耶洛因(אֱלֹהִים)這個神聖名,其中「אֱל」代表的是大能者、神的意思;「ים」在迦南語之中則代表著大海與深淵,同時也意味著渾沌蟄伏的自然力量——創造與渾沌、顯明與蟄伏這也是相悖逆的面向,而耶洛因(אֱלֹהִים)之中的「ה(Hey)」如前所述,被認為具有神聖氣息的意涵,因此耶洛因(אֱלֹהִים)這個名字,其實在某種程度上帶有著「大能者(אֱל)的氣息(ה)盤旋於水面(ים)之上」這般意象,而水面也隨之倒映出「ה(Hey)」的倒影。


而前面提及,王冠輝耀呼應著四字神名的「י(Yod)」,自王冠輝耀朝左右延伸的兩條路徑則是「ה(Hey)」與「ו(Vav)」,而存在與顯露必然伴隨著衰退與消殞的面向,因此倒映的「ה(Hey)」也隨之出現,而在上界三輝耀之中,橫亙在智慧與領會中間的「ש(Shin)」,則讓這個四字神名,產生了精妙的質變。

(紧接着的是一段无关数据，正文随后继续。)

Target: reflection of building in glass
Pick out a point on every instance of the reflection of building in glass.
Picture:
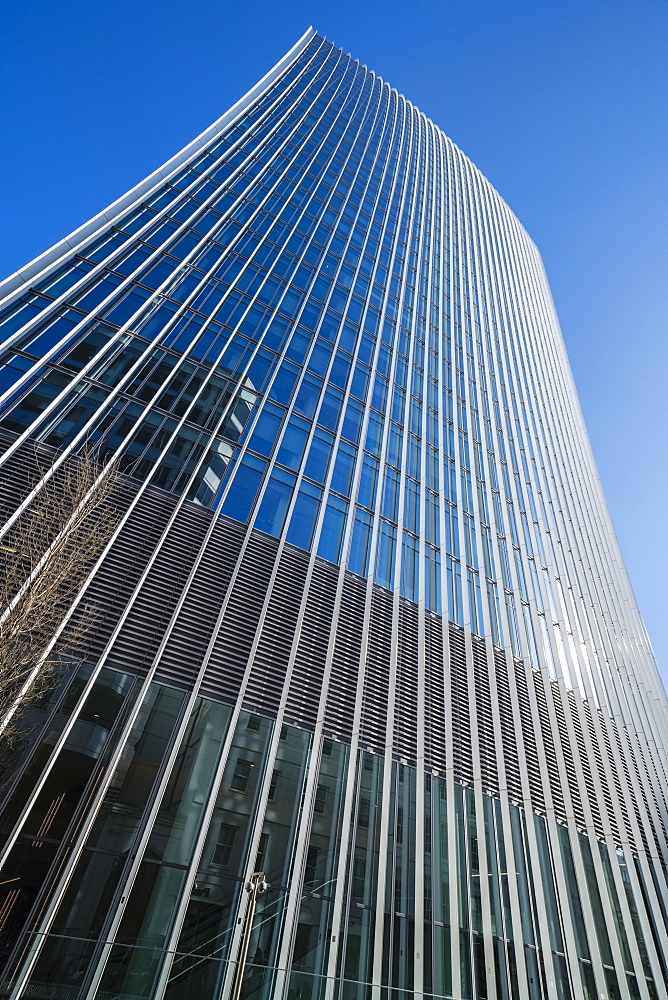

在文藝復興時期的神祕學學者稱之為「יהשוה」,當然這已然脫離了《形塑之書》的內容,而是後世所賦予的神祕學意義,此名為五字神名(Pentagrammaton),在當時的神祕學思想中,被認為是神之子耶穌的希伯來語名字的其中一種表達,而將這五字神名以拉丁化的方式呈現即為「JHSVH」,頭三個字也正好與耶穌聖名JHS一致。







此字將原先無法發音的四字神名,轉化為可以發音的「Yahshuah」,因此它也是「ד(Daleth)」路徑所描述的,將靜默與言說結合在一起的悖論;而五字神名所呼應的耶穌基督,也具有神與人之間中介的身分,即——「人看見了我,就是看見了父。」也因此,它也是將無形光耀凝結成形的悖論,是與我們同在的神性榮光,即「שְׁכִינָה(舍姬娜)」。